Welcome to session 17 of the Investing for Beginners podcast. In today’s session, we will be discussing a very interesting topic that is near and dear to my heart, an in-depth analysis of the cash flow statement. If you are not an accountant, never fear because this will help explain some of the terms and give a better explanation of how they function.
In today’s session we will learn:
- What a cash flow statement is
- How it relates to the other financial statements included in the companies 10-k
- Breaking down the sections of the cash flow statement
- Highlighting some of the important line items to look for
- The differences between free cash flow and net cash
In this session, we are going to talk a little bit about Berkshire Hathaway, in honor of the recent annual meeting that they hold every year. We will look at how Warren Buffett, the master, lays out his cash flow statement.

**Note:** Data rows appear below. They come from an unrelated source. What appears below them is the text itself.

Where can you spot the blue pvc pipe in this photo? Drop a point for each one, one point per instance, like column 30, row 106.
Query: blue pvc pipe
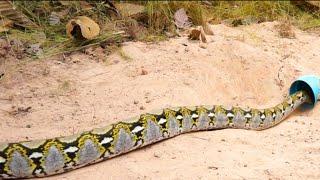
column 310, row 84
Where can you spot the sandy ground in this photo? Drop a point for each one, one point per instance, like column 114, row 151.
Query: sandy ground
column 246, row 66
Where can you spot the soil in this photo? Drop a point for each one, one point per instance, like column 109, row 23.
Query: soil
column 246, row 66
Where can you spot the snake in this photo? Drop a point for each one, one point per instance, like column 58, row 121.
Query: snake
column 41, row 158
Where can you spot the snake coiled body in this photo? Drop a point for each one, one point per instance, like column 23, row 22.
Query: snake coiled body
column 40, row 158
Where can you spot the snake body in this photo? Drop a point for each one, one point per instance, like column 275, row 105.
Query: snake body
column 40, row 158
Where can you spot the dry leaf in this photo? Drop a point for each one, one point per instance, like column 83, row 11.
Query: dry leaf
column 8, row 11
column 5, row 25
column 181, row 19
column 82, row 26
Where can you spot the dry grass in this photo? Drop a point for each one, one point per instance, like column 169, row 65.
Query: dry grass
column 151, row 20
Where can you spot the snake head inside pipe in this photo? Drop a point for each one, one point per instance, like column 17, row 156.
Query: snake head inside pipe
column 311, row 85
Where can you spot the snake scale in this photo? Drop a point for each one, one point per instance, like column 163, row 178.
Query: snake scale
column 40, row 158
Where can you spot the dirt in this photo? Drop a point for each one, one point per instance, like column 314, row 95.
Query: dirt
column 246, row 66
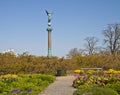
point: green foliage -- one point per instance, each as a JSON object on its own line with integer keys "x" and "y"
{"x": 25, "y": 85}
{"x": 115, "y": 86}
{"x": 95, "y": 91}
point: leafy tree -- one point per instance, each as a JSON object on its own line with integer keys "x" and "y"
{"x": 90, "y": 45}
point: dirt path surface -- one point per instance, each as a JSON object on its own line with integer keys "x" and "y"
{"x": 62, "y": 86}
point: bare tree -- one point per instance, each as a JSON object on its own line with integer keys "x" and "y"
{"x": 90, "y": 45}
{"x": 112, "y": 38}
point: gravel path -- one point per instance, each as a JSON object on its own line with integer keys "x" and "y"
{"x": 62, "y": 86}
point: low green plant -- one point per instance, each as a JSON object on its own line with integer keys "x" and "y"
{"x": 25, "y": 85}
{"x": 95, "y": 91}
{"x": 115, "y": 86}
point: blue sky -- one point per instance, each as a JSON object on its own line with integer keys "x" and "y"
{"x": 23, "y": 24}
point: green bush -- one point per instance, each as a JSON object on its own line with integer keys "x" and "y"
{"x": 115, "y": 86}
{"x": 95, "y": 91}
{"x": 26, "y": 85}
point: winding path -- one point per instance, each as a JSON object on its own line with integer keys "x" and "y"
{"x": 62, "y": 86}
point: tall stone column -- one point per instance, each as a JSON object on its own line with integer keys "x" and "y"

Andrew: I think it’s important to understand where the cash flow statement lands when it comes to the financial statements in general. Every company needs to submit an annual report, and this is any company that is listed on any us stock exchange, they are all regulated by the SEC and are all required to submit what’s called a form 10-k. Which is an annual report, it shows the past three years of financial data on the income and the cash flow, and then the last two on the balance sheet.
When you hear these different statements that we are referring to. there are three major ones that are broken down into an income statement, which let me explain in a simple way what each of these three mean.
There is an income statement, balance sheet, and a cash flow statement. A great way to understand what happens on a business level is to compare to how it happens on a personal level because we all know how the personal level of finances work because we all live it. When you look at an income statement that’s the same as looking at someone’s tax return. What’s going to be on an income statement is how much money somebody makes as a salary from their job. Simple enough, really when you look at companies in the stock market, it’s the same way. It’s calculating how much they are earning every single year; it factors things like taxes, other accounting terms like depreciation and interest and all those types of things.
At the end of the day, you have this thing called the bottom line, and that’s the called the bottom line. Or another way to say profits, and it’s the bottom line on an income statement. That tells you how much a company earned, what their profits are and it’s the same way with you in your life. How much you bring home from your job, you can think of your gross income as what the revenue row is on the company’s income statement and then however much you pay in taxes. Then you have a net income, and that’s the same as the net income on the company’s income statement.
The next one would be the balance sheet if you think about a balance sheet for a company it is the same as a persn’s net worth. If you the person would add up everything you own minus all of your debts that gives you your net worth. Let’s say you have a spreadsheet; you have your house on there, the resale value of your car, and then maybe a couple of brokerage accounts, maybe a savings account or two, maybe a couple of retirement accounts. Then you have your debts, credit card, student loan, home equity line of credit and add all those things up on a spreadsheet they make your assets minus your liabilities which equals your net worth.
For a company it is the same way. They have a balance sheet, and there are all these different rows and columns, and all these different numbers. If you look closely enough, you will see it has the same concept as if you were making a spreadsheet at home. You have a row that’s called total assets, and then you have a row called total liabilities. Then when you subtract the total liabilities from the assets, you get what’s called shareholder’s equity. And that can be seen as the same as the net worth of a company.